On Tue, Nov 30, 2010 at 3:50 AM, Element Green
<jgr...@users.sourceforge.net> wrote:
> I hadn't given this much thought and just assumed a linear cross fade
> (0-100%) would be the way to do it

I'll try to elucidate with two extreme examples. If the signal is
white noise, then a linear cross-fade will make a dip in the volume,
centered at the cross fade. This is because the phases of the two
signals (one being faded in an one being faded out) don't match and
there will be partial cancellation of components of the signal. On
average the phase difference will be 90 deg. I recall my frustration
using a sample editor which only offered linear cross-fade. It would
often create this kind of a dip. The other example: If the signal is
sinusoidal, then you can adjust the loop length to obtain a perfect
match. In this case the linear cross fade will work perfectly: It does
nothing, as the signals are already identical around the loop points.

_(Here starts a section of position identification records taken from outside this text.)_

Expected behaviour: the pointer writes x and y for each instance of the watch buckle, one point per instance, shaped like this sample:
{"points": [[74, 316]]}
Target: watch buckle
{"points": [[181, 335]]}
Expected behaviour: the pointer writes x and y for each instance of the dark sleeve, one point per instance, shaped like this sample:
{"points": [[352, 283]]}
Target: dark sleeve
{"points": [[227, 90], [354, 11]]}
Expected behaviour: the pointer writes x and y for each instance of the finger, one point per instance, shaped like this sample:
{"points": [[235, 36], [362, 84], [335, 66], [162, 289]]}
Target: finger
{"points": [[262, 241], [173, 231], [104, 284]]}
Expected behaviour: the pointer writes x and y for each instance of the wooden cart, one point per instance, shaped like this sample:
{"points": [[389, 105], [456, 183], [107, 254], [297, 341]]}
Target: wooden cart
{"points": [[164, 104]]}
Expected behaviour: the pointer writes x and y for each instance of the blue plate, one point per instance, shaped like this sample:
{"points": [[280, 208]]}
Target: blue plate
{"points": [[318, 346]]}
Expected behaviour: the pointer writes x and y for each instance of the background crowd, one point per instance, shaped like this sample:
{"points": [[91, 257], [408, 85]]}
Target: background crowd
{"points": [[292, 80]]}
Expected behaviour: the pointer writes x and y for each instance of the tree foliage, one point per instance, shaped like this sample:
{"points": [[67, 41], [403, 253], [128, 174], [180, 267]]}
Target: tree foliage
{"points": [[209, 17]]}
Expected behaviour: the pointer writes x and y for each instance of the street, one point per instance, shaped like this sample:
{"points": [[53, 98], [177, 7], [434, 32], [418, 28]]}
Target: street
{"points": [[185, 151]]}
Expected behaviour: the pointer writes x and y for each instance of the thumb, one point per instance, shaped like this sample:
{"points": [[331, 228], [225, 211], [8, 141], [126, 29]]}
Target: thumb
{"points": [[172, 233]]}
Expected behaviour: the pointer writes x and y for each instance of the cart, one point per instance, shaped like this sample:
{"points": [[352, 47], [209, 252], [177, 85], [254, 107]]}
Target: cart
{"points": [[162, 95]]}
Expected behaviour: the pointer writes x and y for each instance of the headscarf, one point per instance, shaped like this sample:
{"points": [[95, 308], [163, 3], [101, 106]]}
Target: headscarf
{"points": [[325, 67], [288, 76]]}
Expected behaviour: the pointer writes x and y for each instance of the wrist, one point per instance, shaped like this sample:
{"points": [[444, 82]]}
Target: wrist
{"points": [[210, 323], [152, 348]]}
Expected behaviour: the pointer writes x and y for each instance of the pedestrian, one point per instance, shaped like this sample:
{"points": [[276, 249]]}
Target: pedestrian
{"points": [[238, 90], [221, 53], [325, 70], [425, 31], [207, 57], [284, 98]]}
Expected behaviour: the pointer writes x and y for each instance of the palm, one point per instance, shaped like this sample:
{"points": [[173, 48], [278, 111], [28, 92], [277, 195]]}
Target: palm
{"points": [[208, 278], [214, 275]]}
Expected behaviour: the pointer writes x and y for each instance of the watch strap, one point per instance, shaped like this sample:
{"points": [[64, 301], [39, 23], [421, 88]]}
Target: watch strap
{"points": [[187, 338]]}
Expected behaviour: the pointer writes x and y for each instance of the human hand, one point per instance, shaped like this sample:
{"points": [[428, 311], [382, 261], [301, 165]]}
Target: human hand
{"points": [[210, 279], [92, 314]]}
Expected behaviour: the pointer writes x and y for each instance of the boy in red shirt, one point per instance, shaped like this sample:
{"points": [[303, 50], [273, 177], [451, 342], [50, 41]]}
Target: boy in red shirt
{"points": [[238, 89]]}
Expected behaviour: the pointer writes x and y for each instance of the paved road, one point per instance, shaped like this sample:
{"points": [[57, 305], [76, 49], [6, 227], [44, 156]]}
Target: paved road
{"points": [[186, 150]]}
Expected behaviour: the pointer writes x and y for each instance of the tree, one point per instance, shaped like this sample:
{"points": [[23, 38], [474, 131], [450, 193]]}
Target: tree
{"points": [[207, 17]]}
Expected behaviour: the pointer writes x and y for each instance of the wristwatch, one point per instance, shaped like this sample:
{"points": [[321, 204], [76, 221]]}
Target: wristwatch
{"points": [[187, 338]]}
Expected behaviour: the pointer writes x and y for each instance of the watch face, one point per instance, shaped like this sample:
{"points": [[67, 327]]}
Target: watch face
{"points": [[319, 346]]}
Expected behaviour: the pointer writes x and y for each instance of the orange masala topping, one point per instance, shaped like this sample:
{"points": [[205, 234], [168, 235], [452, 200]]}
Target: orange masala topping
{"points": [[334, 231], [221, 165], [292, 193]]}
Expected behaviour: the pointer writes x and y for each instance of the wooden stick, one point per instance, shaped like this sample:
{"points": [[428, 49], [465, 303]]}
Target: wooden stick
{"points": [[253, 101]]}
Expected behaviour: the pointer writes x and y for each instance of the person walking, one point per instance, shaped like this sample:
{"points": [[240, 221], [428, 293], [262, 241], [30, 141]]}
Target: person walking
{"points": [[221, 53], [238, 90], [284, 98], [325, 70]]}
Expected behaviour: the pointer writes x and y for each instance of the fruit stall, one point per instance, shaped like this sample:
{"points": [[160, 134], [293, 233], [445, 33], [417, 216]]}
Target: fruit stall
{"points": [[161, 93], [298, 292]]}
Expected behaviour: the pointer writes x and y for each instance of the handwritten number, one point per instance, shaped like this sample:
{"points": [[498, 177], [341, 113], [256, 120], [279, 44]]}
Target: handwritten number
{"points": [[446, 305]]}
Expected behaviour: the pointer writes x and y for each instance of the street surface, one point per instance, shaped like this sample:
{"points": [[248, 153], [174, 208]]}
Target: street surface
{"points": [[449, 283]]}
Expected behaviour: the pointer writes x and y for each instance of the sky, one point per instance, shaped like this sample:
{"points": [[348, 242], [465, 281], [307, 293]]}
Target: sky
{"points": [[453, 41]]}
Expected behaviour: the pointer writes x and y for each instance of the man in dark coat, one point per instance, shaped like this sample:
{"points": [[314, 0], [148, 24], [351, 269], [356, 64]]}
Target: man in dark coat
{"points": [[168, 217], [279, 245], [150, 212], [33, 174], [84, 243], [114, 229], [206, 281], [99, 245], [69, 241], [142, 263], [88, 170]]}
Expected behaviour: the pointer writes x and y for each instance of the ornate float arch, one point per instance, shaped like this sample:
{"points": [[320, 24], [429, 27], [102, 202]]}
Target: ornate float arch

For uncorrelated signals you'd like to use something like this instead
of a linear cross fade, to compensate for the dip:

x = 0..1 is the time position inside the cross-fade
f(x) is the gain function for the signal that is being faded in
f(1-x) is the gain function for the signal that is being faded out

These constraints should be satisfied:

f(0) = 0
f(1) = 1
f(x)^2 + f(1-x)^2 = 1

The last constraint above normalizes power or amplitude for the
mixture of uncorrelated signals.

Some functions that are applicable:

f(x) = sqrt(x)
f(x) = sin(pi/2*x)
f(x) = x/sqrt(x^2+(1-x)^2)

The last one is probably my favorite, as it has the same gain ratio
f(x)/f(1-x) as a linear cross fade. It doesn't start the fade in as
abruptly as the others.

This is quite a similar problem as finding a nice pan law.